In Copypro, Inc. v. Musgrove, No. COA13-297 (N.C. App. Feb. 4, 2014), an employer (Plaintiff) sued its former employee (Defendant) for allegedly breaching a noncompetition agreement, also known as a covenant not to compete.

The facts of the case were that the Defendant worked as a salesperson for Plaintiff in the office equipment business.  When he started work, Defendant signed a noncompetition agreement which provided that for three years following Defendant’s termination, he was prohibited from being employed “or connected in any manner with any business of the type and character of the business engaged in by  the [Plaintiff]” in any of the 33 eastern North Carolina counties in which Plaintiff did business.  During his employment, 95% of Defendant’s sales calls were made in just two counties in eastern North Carolina.  After Defendant resigned from his employment, he started working for a competitor of Plaintiff’s.  Defendant’s new employer specifically required that Defendant not contact any of Plaintiff’s customers or conduct business within the territory he had been assigned when he worked for Plaintiff.

The Court of Appeals stated that a “noncompetition agreement contained in or associated with an employment agreement is subject to careful scrutiny.”  The court explained that a “valid noncompetition agreement entered into in the employer-employee context must be (1) in writing; (2) reasonable as to time and territory; (3) made a part of the employment contract; (4) based on valuable consideration; and (5) designed to protect a legitimate business interest of the employer.”

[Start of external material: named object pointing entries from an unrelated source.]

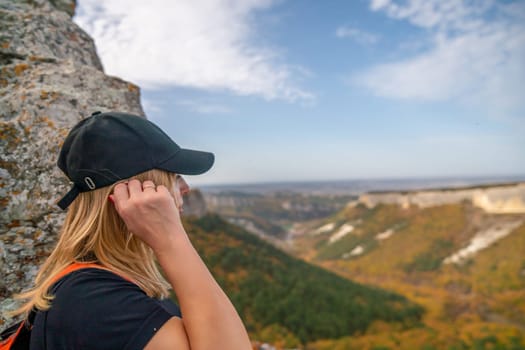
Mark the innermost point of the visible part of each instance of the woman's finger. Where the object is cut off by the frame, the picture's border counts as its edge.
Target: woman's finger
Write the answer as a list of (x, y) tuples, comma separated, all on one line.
[(148, 185), (120, 192), (134, 187)]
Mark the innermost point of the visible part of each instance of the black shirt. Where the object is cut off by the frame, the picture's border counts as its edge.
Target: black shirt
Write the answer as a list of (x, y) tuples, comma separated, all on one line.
[(96, 309)]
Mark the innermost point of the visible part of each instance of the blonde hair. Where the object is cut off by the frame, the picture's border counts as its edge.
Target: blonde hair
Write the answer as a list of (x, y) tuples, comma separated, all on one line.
[(94, 232)]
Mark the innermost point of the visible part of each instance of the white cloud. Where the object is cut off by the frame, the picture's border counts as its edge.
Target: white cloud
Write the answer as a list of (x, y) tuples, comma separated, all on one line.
[(204, 107), (358, 35), (199, 43), (476, 55)]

Focusing on the fifth requirement, the court noted that “overly broad restrictions are generally not enforceable in the employer-employee context on the grounds that the scope of the restrictions contained in such agreements far exceeds those necessary to protect an employer’s legitimate business interests.”  In this case, the noncompetition agreement prohibited Defendant from working for another company in any capacity, even as a custodian.  The court concluded that the noncompetition agreement prohibited Defendant from working “in a much broader array of activities than is necessary to protect Plaintiff’s legitimate business interests.”  As such, the court ruled that the noncompetition agreement was unenforceable.

The bottom line for employers in North Carolina is that noncompetition agreements, while valid if they comply with certain requirements, may be found to be unenforceable if they are broader than is necessary to protect the employer’s legitimate business interests.